The principle of the roller mill is breaking and crushing actions are achieved mechanically with the application of pressure. Stress is applied by rotating heavy corrugated wheels (mullers or rollers). The oil is squeezed out from the solid material.
The construction of a roller mill is shown in Figure. It consists of three rollers, with one roller moving above and between the other two. The rollers are made of cast iron, corrugated or grooved in various patterns. A feed filling mechanism provides the necessary force to allow the feed to pass through the first pair of rollers, either by the use of a small mill opening or a high rate of feed.
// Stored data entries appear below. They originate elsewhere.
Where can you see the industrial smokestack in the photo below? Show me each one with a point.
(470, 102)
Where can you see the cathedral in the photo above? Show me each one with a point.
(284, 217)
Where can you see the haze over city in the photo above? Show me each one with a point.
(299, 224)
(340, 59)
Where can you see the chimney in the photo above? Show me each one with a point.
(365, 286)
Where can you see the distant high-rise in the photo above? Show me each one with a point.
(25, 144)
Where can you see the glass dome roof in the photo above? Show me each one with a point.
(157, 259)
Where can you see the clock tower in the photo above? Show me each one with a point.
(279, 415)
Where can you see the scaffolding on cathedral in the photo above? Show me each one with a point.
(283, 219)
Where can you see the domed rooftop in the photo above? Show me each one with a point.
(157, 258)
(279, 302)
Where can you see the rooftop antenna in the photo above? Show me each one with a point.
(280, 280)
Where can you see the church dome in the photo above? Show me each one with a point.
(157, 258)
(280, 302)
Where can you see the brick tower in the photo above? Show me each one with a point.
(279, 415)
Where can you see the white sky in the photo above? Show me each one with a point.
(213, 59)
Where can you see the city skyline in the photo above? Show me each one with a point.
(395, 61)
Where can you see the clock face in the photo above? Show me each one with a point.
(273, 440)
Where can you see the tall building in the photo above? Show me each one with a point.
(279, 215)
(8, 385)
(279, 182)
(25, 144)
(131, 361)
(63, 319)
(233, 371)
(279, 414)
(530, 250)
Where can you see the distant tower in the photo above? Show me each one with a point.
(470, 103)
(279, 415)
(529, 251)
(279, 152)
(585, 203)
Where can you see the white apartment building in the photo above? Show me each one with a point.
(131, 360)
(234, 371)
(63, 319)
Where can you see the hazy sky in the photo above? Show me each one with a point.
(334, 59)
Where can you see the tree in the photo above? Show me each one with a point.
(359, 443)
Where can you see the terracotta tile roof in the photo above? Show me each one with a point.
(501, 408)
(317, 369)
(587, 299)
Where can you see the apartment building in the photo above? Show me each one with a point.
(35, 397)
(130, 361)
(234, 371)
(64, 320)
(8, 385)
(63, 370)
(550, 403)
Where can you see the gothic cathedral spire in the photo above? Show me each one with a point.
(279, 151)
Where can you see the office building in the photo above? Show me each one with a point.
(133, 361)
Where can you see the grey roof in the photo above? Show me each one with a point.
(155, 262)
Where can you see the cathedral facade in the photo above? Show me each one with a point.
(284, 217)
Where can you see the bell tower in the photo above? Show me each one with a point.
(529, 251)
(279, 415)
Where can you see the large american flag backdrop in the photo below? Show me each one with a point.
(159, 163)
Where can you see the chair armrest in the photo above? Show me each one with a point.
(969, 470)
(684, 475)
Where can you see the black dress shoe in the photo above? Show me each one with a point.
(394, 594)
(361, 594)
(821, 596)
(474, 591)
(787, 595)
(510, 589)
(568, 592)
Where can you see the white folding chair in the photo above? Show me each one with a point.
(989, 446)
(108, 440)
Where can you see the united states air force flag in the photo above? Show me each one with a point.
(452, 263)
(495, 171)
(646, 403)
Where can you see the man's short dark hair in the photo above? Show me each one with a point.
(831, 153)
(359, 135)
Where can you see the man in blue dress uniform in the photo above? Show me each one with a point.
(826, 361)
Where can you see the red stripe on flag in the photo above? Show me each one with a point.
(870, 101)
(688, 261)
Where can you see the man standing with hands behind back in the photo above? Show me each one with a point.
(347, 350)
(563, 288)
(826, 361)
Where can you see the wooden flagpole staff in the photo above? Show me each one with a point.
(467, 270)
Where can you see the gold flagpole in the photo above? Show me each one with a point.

The rollers are allowed to rotate. The material is fed from the hopper into the gap between the rollers (1 and 2). The material is squeezed between the top and second roller and is then directed into the nip of the top and third roller for a second time pressing. The clearance between the rollers can be adjusted to control the degree of pressing. The material is pressed (shearing and crushing) against each roller by rams. The product is collected into the receiver.
Roller mills are used in the cane-sugar industries. In this, trains of four or seven rollers are used. Crushing of the cane is carried between rollers, as the feed is introduced by an apron conveyor.
In de-watering of paper, a two-roller mill is used, usually supported on a felt. A double roller mill is used to squeeze the water (or process liquid) in the final step of textiles. In dyeing, the cloth is thoroughly impregnated with small quantities of dye and is successively squeezed with pad rolls.